Blue Knight Bolles Coat of Arms

The BOLLES Family Coat of Arms

As extracted from writings of James Edward Bolles #2853 (1926- ), Amanuel Joseph Bolles #2416 (1896-AFT 1970) and George E. Williams (1900-1998) author of "A GENEALOGY of the Descendants of JOSEPH BOLLES of Wells, Maine".


It is felt that the main features of the Bolles Coat of Arms, the Boars Heads and the Bowls, may have two meanings:

Boars Heads

1. The Boars Head could indicate the original Bolles family seat Bolle Hall of "Swineshead" near the head of the Swyne River, Lincolnshire, England near Bicker.

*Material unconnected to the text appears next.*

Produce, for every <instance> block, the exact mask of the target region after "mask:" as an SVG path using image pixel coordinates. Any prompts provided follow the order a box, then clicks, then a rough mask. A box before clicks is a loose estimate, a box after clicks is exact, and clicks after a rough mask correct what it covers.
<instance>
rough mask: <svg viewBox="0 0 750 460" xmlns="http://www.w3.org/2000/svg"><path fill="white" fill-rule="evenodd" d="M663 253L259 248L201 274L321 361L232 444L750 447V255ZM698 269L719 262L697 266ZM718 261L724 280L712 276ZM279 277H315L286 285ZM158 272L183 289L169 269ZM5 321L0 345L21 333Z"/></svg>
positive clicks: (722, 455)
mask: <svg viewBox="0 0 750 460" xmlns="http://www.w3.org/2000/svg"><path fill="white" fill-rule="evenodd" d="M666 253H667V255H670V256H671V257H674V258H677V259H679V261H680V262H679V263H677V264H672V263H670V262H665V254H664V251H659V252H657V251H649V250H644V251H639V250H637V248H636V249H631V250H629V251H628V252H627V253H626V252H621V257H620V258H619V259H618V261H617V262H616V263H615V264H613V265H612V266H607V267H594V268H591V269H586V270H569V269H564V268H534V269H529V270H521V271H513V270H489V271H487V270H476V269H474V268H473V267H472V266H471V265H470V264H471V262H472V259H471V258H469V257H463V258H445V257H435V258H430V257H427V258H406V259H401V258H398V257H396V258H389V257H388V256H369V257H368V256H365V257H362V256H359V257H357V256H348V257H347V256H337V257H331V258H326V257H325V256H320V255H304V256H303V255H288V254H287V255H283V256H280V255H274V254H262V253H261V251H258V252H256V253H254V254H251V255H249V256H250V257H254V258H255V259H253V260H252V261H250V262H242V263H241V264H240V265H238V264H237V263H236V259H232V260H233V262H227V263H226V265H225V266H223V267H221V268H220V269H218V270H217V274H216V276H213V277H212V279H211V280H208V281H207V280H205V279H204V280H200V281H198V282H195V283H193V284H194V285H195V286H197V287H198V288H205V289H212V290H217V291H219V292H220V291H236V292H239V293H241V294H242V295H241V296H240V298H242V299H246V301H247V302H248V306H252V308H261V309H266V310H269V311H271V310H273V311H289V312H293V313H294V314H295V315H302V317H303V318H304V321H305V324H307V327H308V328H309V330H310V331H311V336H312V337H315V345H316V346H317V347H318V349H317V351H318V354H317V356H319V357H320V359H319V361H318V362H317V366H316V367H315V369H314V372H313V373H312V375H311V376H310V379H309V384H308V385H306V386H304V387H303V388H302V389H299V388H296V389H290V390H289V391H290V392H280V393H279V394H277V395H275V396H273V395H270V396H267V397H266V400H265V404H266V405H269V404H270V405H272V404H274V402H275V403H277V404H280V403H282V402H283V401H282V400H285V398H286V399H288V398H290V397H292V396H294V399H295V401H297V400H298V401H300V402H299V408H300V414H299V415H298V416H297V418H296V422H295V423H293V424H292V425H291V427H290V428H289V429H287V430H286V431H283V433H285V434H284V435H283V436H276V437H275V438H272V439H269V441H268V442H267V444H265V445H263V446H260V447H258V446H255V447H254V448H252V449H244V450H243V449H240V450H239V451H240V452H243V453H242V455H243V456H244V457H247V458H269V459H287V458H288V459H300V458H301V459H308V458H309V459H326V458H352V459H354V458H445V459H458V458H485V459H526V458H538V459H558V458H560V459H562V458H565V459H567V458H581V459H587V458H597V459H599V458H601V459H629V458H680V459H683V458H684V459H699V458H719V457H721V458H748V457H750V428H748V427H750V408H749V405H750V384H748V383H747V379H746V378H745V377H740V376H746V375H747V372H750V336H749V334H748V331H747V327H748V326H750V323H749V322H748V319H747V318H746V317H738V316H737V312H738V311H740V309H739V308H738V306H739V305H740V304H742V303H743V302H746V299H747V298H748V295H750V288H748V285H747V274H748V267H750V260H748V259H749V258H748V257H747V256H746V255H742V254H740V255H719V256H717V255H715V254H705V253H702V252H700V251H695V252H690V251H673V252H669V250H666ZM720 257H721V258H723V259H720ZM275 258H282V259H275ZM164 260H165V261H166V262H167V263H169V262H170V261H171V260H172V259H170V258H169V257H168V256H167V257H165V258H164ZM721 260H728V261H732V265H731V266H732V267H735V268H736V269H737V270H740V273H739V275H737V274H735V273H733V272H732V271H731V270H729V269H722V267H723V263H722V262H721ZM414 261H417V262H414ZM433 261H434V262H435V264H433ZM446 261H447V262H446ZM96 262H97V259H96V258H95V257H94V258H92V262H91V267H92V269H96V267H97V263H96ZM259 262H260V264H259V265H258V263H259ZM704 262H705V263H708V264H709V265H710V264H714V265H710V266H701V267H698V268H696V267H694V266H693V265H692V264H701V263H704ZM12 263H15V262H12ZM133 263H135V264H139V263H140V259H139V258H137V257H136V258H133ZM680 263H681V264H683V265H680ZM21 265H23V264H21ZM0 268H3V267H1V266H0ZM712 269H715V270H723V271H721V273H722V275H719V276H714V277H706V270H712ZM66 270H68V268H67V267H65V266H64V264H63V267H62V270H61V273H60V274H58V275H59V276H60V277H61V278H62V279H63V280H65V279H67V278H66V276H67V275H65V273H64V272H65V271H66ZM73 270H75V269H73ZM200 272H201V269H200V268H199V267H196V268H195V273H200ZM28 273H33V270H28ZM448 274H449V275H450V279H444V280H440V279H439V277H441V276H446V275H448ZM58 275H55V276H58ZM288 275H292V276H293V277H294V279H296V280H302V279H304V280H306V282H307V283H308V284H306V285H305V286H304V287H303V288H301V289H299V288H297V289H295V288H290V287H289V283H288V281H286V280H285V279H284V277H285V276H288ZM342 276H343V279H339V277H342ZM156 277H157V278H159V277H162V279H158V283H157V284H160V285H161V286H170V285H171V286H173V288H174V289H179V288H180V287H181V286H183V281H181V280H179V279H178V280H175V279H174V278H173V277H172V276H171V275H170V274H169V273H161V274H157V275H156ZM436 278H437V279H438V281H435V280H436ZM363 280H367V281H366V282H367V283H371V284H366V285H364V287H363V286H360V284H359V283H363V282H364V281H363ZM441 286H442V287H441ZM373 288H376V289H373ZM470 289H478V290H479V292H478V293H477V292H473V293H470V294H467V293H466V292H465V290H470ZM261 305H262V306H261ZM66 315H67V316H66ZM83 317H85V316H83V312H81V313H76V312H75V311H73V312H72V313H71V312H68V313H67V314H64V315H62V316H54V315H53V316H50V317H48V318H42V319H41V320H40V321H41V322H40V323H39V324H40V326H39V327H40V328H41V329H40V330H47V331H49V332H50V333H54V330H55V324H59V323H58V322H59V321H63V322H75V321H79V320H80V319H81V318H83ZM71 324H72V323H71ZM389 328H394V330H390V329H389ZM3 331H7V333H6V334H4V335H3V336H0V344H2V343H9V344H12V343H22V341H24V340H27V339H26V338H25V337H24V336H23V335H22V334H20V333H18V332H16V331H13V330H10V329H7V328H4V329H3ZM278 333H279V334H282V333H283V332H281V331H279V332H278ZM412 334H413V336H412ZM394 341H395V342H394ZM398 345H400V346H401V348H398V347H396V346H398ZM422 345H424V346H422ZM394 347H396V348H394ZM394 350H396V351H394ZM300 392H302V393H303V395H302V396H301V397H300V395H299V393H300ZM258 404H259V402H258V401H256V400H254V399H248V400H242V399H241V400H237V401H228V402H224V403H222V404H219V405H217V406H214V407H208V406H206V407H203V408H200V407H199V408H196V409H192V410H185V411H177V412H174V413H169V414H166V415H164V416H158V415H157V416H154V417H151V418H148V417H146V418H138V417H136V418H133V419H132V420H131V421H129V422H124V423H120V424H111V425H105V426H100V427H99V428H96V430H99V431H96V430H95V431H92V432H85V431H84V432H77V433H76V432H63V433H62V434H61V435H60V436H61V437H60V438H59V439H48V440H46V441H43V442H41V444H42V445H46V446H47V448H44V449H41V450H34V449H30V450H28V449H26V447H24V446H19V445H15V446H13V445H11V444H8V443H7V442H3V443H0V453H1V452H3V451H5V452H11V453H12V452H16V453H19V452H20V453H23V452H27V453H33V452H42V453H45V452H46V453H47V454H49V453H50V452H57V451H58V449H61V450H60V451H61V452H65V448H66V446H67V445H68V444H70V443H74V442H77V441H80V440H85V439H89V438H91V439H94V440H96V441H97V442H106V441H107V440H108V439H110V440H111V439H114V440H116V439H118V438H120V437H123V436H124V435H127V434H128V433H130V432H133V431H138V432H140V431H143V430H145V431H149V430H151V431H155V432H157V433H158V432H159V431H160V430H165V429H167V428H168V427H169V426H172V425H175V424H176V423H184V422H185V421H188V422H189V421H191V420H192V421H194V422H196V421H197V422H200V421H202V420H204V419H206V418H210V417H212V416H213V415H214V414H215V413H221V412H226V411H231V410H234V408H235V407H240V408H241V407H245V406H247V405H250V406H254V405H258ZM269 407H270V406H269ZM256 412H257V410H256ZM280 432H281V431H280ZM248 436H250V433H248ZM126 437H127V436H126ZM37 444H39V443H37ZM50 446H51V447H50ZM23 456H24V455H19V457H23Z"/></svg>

2. They also could stand for the character of the Bolles men of the time. A boar was considered to be the most courageous and ferocious animal in England. It would continue to charge until killed, thus relating to the family motto "Again and yet again"

Bowls

1. The standing bowl was referred to as a Boldus, and the "Keeper of the Bowl" answered only to the owner of the Castle. All feasts began only when the "Keeper of the Bowl" put the large boldus or standing bowl on the great table before the master of the castle.

2. It is more likely that the name comes from a geographic location of the family. This could have been a bole or hill. Hill locations were desired for defensive and flood resistant sites for villages, Thus, our first traceable ancestor Alaine Bole/Bolle ca 1216 could have been known as "Alaine of the Hill". Another possible derivation could be the "Bole" or trunk of a tree denoting the strength of the Bolles character or the shape of their body. A predominant physical characteristic of many early and present day Bolles is their broad shoulders.


Legends

The device that tops some Bolles arms, called a crest, has a Boar that has been wounded in the chest by a lance or arrow with three (3) drops of blood coming from the wound. There are also three (3) Boars heads. At Scampton, Lincolnshire, England there is an impressive Jacobean Arch which was the entrance to the now nonexistent Bolles Manor House. The owner, Sir John Bolles, apparently elected not to have the Bolles coat of arms placed on the gate. Interestingly, however, there are six (6) different clusters each containing three (3) drops of blood. Heresay has it (not proven) that it stands for three (3) Bolles, a father and two sons who died in the famous Battle of Hastings in 1066 between Harold II, Saxon King of England and an invasion force led by William, Duke of Normandy, afterward William I the Conquer. The drops always consist of one (1) large drop and two (2) smaller drops thus indicative of a father and two (2) sons.